- This project aims to enable projections of the future nursing workforce supply in England under alternative policy scenarios over a 10 to 20-year timeframe.
- The project will take a whole system approach, accounting for what drives nurses' decisions, and the model will be produced with stakeholder input.
- Once completed, this project will enable the REAL Centre to publish evidence-based estimates of the future supply of nurses, to identify where shortages are likely to be most pressing and to assess the implications of different policies to fill those gaps.

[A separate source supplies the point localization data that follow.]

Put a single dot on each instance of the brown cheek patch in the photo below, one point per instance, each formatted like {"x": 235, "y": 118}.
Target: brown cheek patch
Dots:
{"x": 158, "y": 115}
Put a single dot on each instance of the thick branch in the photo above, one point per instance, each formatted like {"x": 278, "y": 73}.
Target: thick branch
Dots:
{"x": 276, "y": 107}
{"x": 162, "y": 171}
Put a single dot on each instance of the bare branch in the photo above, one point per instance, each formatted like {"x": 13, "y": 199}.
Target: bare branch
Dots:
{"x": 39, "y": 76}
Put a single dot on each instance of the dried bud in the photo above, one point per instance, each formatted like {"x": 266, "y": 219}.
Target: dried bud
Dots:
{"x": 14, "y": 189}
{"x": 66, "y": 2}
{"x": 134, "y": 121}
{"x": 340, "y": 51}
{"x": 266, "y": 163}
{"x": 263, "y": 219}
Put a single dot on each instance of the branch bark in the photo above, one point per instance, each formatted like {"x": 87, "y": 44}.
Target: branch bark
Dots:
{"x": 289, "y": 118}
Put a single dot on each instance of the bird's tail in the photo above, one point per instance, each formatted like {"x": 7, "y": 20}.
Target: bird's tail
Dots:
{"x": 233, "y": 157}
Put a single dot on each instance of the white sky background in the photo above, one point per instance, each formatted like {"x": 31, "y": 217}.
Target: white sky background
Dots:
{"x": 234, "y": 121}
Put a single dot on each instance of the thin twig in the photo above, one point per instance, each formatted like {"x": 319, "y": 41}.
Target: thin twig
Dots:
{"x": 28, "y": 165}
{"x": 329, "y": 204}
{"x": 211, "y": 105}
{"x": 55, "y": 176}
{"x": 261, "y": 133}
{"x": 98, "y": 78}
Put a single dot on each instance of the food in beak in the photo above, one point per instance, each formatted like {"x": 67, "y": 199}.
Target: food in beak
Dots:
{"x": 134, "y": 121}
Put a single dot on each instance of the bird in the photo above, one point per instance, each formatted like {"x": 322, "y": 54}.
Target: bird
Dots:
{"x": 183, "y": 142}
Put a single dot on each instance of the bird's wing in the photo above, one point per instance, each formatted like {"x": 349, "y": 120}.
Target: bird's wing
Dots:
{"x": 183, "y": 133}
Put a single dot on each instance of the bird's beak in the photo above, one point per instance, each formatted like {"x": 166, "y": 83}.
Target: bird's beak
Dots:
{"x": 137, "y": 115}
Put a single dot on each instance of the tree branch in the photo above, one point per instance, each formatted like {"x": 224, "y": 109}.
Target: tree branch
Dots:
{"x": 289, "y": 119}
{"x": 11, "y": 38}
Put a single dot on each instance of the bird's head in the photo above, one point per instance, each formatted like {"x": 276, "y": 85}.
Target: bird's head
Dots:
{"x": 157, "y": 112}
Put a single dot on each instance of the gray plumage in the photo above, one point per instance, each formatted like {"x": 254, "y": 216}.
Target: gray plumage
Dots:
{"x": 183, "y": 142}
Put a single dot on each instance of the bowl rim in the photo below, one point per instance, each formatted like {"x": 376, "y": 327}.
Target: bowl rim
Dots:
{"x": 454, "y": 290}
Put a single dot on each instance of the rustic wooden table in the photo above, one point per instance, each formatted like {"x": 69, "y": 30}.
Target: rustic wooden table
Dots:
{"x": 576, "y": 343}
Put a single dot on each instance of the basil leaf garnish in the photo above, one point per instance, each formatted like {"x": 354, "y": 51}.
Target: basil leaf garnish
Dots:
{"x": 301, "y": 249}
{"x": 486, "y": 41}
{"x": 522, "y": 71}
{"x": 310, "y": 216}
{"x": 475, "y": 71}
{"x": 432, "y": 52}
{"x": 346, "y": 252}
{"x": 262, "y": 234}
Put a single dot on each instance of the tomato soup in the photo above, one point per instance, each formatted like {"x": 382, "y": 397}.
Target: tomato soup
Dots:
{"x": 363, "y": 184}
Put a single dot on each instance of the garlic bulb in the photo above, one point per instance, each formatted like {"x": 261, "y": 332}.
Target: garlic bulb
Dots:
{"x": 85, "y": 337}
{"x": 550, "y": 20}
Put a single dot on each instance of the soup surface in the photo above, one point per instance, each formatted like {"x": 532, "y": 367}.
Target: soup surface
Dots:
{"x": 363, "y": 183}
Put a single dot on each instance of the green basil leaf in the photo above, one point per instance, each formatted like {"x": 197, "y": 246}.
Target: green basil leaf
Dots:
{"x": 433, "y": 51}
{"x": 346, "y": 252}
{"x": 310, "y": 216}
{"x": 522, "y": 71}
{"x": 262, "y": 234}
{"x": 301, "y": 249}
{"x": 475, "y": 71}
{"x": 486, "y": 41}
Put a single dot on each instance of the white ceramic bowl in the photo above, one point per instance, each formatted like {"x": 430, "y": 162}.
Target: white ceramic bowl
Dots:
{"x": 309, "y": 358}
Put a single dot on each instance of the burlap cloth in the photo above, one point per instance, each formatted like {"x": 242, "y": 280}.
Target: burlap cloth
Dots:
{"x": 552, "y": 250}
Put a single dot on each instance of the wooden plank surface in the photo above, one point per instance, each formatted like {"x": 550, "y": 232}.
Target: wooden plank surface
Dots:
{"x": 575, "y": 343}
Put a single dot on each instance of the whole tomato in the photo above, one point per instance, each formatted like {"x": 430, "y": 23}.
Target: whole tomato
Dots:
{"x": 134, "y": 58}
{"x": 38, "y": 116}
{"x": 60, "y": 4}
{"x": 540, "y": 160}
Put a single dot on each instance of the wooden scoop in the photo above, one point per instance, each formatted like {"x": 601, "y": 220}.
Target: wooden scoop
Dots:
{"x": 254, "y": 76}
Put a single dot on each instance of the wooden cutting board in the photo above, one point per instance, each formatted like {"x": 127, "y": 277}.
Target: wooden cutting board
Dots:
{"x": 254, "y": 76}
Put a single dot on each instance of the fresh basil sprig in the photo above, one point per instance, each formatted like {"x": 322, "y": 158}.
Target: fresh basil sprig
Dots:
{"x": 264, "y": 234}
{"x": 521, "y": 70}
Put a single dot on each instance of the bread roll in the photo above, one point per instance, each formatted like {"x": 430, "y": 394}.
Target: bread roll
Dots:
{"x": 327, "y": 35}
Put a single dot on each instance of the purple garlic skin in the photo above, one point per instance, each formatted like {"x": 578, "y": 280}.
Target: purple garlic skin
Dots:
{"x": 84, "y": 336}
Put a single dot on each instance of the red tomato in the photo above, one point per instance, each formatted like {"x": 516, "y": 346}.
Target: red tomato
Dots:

- The model is being developed by Decision Analysis Services Ltd (DAS), an independent management consultancy with expertise in simulation, systems thinking, programme management, investment modelling and data analytics.
- This project is due for completion in August 2021. The REAL Centre will be responsible for further development of the model.

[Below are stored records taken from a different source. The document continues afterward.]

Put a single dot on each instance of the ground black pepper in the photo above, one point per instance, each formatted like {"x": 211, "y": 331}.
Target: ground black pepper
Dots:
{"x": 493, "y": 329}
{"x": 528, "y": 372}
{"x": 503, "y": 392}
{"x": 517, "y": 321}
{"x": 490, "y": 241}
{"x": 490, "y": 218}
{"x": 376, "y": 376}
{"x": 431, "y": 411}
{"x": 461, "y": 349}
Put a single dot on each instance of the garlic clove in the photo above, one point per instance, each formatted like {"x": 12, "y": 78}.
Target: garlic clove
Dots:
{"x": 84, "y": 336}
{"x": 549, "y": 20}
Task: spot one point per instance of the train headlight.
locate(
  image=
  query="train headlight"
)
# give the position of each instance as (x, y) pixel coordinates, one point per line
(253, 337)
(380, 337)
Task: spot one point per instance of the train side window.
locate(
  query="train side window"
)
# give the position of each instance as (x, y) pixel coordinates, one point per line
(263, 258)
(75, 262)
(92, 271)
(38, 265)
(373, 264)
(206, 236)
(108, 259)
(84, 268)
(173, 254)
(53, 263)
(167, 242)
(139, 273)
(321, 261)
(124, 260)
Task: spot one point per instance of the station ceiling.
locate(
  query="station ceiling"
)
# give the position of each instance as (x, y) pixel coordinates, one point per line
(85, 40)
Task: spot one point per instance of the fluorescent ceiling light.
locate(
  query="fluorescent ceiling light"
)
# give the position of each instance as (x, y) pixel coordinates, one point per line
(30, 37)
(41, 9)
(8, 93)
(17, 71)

Even before the COVID-19 pandemic, workforce issues were identified as the single biggest challenge for health and social care in England. Nurses currently make up a quarter of all NHS staff and half of clinical staff. Nursing has long been the key NHS shortage area and accounted for 45% of full-time equivalent vacancies in the NHS in England in June 2020.
One of the main reasons for the shortages in nursing, and in the NHS as a whole, has been a lack of long-term planning around staffing levels and a ‘boom-and-bust’ approach linked to funding. Most existing models take a simple and relatively crude ‘stock-and-flow’ approach to workforce modelling by simply applying joiner and leaver rate data to current staff numbers and extrapolating into the future. The lack of high quality, robust, and transparent projections of workforce supply and demand is a major factor underlying the lack of a coordinated workforce strategy. This is partly due to a lack of capacity and capability at both national and local levels, exacerbated by reorganisations of the system architecture.

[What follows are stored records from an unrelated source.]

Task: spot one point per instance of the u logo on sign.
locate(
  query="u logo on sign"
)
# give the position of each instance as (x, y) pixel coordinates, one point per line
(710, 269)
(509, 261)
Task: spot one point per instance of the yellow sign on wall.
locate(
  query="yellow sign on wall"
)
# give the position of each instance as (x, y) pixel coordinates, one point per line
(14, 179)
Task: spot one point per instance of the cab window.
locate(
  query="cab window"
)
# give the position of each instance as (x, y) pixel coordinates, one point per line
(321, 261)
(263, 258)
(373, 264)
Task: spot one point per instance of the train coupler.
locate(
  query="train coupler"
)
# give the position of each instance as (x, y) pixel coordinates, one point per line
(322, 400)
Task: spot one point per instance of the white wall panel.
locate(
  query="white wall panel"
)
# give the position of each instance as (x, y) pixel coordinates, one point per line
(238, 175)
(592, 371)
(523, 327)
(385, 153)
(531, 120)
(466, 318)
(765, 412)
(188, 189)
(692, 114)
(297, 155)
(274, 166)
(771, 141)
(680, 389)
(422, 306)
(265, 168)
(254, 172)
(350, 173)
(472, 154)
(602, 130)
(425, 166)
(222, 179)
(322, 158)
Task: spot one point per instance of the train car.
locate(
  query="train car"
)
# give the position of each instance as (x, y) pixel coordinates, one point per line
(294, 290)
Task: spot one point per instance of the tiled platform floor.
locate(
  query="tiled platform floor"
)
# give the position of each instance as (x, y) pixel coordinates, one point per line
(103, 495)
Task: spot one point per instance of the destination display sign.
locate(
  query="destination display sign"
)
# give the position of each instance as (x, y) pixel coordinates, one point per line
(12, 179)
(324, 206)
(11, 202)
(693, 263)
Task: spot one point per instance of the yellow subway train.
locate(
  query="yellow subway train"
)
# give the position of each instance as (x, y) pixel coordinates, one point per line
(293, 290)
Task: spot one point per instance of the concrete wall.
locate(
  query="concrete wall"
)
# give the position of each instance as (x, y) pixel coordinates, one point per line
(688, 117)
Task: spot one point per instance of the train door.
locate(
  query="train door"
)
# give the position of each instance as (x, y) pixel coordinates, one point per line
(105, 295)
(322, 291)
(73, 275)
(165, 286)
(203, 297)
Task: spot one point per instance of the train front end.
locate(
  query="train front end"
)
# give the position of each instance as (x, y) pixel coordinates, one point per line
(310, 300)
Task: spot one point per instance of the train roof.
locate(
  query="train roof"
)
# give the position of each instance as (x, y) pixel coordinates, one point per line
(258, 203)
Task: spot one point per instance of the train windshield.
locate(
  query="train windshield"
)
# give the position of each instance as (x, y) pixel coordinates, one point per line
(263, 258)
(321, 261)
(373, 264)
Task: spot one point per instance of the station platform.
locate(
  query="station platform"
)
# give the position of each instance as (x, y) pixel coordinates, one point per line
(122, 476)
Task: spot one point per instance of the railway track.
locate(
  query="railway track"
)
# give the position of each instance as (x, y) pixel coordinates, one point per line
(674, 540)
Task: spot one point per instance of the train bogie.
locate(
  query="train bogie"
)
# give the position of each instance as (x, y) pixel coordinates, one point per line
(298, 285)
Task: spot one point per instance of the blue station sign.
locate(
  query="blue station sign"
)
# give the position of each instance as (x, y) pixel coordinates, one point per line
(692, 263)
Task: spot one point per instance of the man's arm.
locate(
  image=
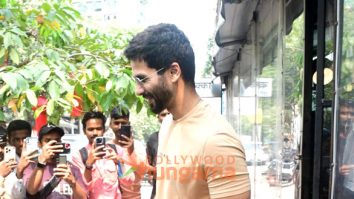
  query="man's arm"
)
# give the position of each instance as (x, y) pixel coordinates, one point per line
(227, 174)
(34, 182)
(66, 172)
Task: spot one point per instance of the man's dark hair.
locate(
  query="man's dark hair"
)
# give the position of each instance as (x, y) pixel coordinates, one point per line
(346, 103)
(16, 125)
(118, 112)
(93, 115)
(161, 45)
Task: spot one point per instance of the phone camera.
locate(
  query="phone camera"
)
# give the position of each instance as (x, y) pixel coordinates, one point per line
(99, 140)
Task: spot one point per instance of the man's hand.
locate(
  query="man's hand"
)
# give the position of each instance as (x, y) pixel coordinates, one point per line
(49, 150)
(24, 161)
(112, 155)
(63, 172)
(94, 154)
(7, 167)
(127, 143)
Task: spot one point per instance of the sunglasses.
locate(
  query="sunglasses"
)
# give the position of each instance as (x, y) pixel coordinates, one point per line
(141, 80)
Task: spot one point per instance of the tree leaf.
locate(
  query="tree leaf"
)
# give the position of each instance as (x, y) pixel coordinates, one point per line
(102, 69)
(7, 40)
(22, 83)
(109, 85)
(10, 79)
(2, 116)
(14, 56)
(38, 111)
(31, 96)
(50, 107)
(43, 78)
(53, 90)
(2, 52)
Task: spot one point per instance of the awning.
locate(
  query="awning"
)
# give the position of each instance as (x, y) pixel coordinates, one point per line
(233, 34)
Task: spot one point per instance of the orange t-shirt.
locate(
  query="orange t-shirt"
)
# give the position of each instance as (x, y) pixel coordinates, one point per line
(199, 156)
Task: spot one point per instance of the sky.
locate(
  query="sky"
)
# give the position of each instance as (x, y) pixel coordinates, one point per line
(196, 18)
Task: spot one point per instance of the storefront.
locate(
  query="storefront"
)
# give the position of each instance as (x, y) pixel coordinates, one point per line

The REAL Centre has commissioned DAS to develop a comprehensive new nurse supply model rooted in system dynamics, which can be used to provide better informed projections of nurse numbers under alternative policy scenarios over a 10 to 20-year timeframe. The model will consider nurses working across multiple regions and sectors.
The model will yield projections of nurse supply that will promote longer-term thinking and support better decision-making around the nursing workforce. This will be a vital contribution to the evidence base and the wider debate on this key workforce issue.